With Christmas around the corner, how do you time cooking a turkey?

A 4–5kg turkey which will feed 8–10 people will cook in 2 1/2–3 hours in a 200˚C oven. Bring it out of the fridge a good hour before serving and let it rest for 20 minutes at least before carving – while you make the gravy. If you prefer to check with a thermometer, the internal temperature should reach 82˚C.

Charlie Richards Photography Ltd

What about a veggie alternative?

Aubergine and chestnut pie. (Download recipe PDF here)

What's your trick for roasting potatoes?

I parboil and sieve them a few at a time to rough up the surfaces. Then toss in oil, perhaps goose or duck fat. You can even do it the day before as long as they absorb the oil all over so they won’t go grey. Or you can use unsalted butter. At Highgrove, we used to cook for the Duchess of Devonshire – she liked her food and liked them like that.

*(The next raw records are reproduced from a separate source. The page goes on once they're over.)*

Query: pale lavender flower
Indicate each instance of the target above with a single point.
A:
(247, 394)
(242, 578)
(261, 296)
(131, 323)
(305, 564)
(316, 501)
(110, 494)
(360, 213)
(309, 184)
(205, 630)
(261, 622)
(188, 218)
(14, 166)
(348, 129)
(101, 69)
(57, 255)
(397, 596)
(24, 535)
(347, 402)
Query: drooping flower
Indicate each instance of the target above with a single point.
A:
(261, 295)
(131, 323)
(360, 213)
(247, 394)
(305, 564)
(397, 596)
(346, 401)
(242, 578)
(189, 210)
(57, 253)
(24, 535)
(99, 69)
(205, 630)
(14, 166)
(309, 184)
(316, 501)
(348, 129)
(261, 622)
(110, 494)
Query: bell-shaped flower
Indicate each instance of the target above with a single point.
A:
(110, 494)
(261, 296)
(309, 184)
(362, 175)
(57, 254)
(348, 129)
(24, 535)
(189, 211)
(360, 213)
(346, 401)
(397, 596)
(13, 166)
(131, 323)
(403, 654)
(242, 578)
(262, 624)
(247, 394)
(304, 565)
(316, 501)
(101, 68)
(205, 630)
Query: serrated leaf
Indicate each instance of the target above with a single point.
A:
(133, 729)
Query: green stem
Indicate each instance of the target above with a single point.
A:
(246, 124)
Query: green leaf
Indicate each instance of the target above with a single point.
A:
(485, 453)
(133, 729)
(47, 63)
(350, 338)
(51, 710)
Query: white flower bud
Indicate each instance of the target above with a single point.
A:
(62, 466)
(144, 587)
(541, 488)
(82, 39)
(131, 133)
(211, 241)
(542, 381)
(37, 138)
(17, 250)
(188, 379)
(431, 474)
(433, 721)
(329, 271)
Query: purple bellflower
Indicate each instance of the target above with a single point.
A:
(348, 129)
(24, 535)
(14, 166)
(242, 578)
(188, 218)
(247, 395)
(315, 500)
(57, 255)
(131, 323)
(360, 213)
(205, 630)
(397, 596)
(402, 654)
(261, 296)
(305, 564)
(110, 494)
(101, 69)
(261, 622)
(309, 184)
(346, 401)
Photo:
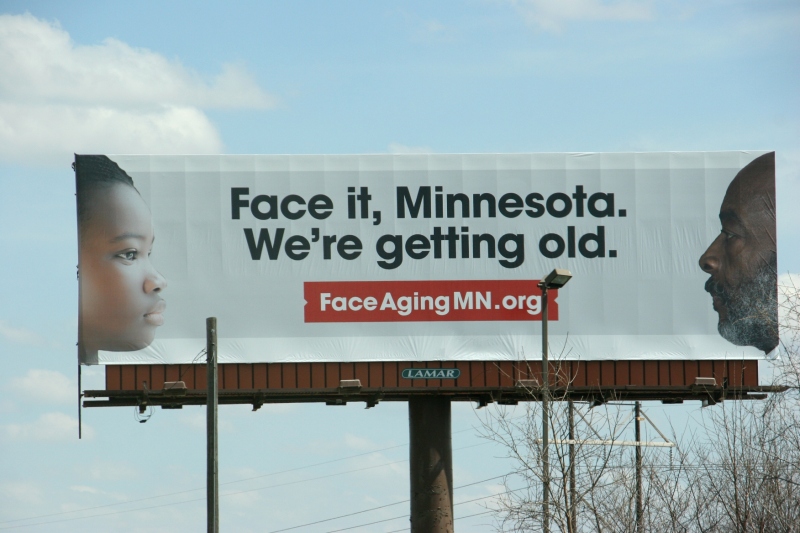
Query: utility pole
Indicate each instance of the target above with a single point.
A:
(573, 513)
(545, 418)
(212, 455)
(554, 280)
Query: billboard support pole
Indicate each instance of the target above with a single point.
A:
(431, 464)
(639, 508)
(212, 455)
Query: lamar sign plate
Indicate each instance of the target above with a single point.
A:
(431, 373)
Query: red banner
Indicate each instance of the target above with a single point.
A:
(426, 301)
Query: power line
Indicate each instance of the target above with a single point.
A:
(221, 495)
(375, 508)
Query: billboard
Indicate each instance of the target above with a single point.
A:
(314, 258)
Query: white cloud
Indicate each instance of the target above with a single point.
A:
(45, 386)
(21, 492)
(19, 335)
(112, 471)
(358, 443)
(57, 97)
(397, 148)
(48, 427)
(550, 15)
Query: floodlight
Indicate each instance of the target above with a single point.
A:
(557, 278)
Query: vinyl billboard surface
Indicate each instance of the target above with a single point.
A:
(426, 257)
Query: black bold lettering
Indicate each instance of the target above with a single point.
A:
(607, 211)
(349, 247)
(320, 207)
(297, 247)
(423, 202)
(272, 203)
(536, 209)
(236, 202)
(264, 240)
(510, 205)
(598, 238)
(551, 205)
(285, 207)
(555, 238)
(515, 257)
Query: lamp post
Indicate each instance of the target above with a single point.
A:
(554, 280)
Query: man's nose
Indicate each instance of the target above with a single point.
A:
(710, 260)
(154, 282)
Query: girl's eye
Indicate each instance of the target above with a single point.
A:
(128, 255)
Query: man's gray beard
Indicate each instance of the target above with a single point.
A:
(752, 312)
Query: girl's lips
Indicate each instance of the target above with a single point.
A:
(155, 317)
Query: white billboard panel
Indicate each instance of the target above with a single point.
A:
(426, 257)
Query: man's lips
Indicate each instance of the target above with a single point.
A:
(155, 316)
(716, 295)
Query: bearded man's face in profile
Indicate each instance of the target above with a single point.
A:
(742, 260)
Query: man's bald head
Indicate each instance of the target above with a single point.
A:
(742, 260)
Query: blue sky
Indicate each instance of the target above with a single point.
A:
(323, 77)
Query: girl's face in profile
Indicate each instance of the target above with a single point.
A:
(121, 303)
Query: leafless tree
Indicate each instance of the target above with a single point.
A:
(736, 470)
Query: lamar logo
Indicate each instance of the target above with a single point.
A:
(431, 373)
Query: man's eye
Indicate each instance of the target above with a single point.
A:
(128, 255)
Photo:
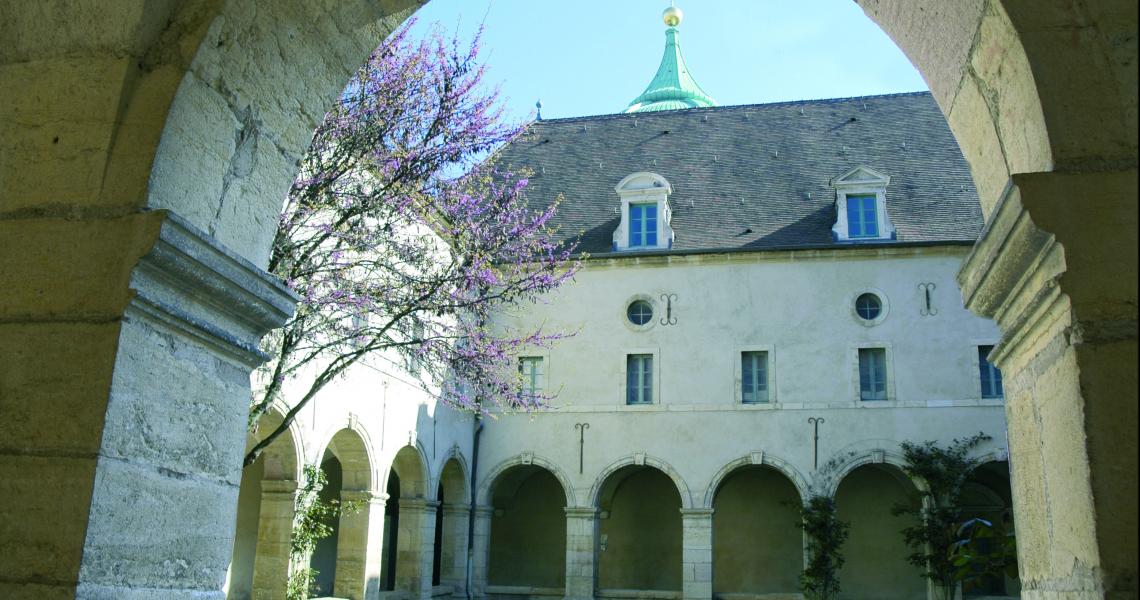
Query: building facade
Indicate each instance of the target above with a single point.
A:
(766, 311)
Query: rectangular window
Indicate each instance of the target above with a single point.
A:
(530, 370)
(642, 225)
(640, 379)
(754, 378)
(872, 373)
(862, 217)
(991, 375)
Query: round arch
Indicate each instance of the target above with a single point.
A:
(455, 477)
(351, 446)
(641, 460)
(410, 465)
(283, 459)
(890, 459)
(779, 464)
(523, 460)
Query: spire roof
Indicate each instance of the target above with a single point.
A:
(672, 87)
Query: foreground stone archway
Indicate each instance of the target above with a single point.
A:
(198, 107)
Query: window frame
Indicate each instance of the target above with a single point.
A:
(862, 181)
(739, 375)
(641, 228)
(892, 390)
(654, 376)
(534, 390)
(863, 200)
(625, 313)
(983, 365)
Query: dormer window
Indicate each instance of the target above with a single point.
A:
(861, 203)
(643, 225)
(862, 217)
(645, 213)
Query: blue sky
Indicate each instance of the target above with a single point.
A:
(594, 56)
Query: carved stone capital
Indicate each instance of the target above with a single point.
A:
(278, 486)
(364, 496)
(1057, 254)
(1011, 274)
(418, 504)
(190, 285)
(580, 512)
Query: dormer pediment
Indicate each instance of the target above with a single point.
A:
(645, 215)
(861, 207)
(862, 176)
(643, 181)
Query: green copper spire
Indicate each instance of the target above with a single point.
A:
(672, 87)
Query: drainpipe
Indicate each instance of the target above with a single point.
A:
(478, 422)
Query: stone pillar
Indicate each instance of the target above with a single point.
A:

How do you get a Christmas pudding to flame?

Caroline Waldegrave says you must use a new bottle of brandy and add a slug of vodka and a little sugar; but please be careful because it really works.

Favourite recipe for Christmas leftovers?

Josceline Dimbleby – she's a local – in her Christmas book she has a recipe for Turkey gratin with almonds and sherry sauce, which is delicious. Leiths does an exciting Leftover turkey banh mi (Vietnamese) recipe on our Perfect Christmas Lunch afternoon.

Year-round, what are your go-to hacks for enhancing flavour?

Madeira – for anything savoury that needs a lift. Vermouth for paler sauces. I go mad in Chinese supermarkets and have lots of things like white miso paste, hoisin and even harissa.

TV chefs seem to use a lot of salt. How much is enough, for example, with pasta water?

When we train people to make pasta at Leiths, we don't use salt in the dough so the pasta water requires salt. It's supposed to be as salty as seawater. We don't teach students to add as much as we used to and we are happy with a wider range of saltiness when marking their food. We teach in secondary schools and some children grow up with no salt in their home cooking at all, but we feel food needs some salt to bring out the flavour.

What's your advice for aspiring chefs?

There are lots of ways in but if time and money are no object, and I appreciate that for most people they are, the easiest way is to go to a cookery school and do a diploma. With ours, in 9 months you'll see everything, all the techniques, the classic dishes and be exposed to the most innovative guest chefs of the moment. You can also do a shorter course and learn on the job, but at school you're taught in a calm and nurturing environment. The more trained you are the faster you'll rise.

What's the best meal you ever had?

Every meal I've had at Chez Bruce in Wandsworth. I got engaged there and every milestone of my life has been marked there.

Thank you, Jenny. It's been a real pleasure to meet you.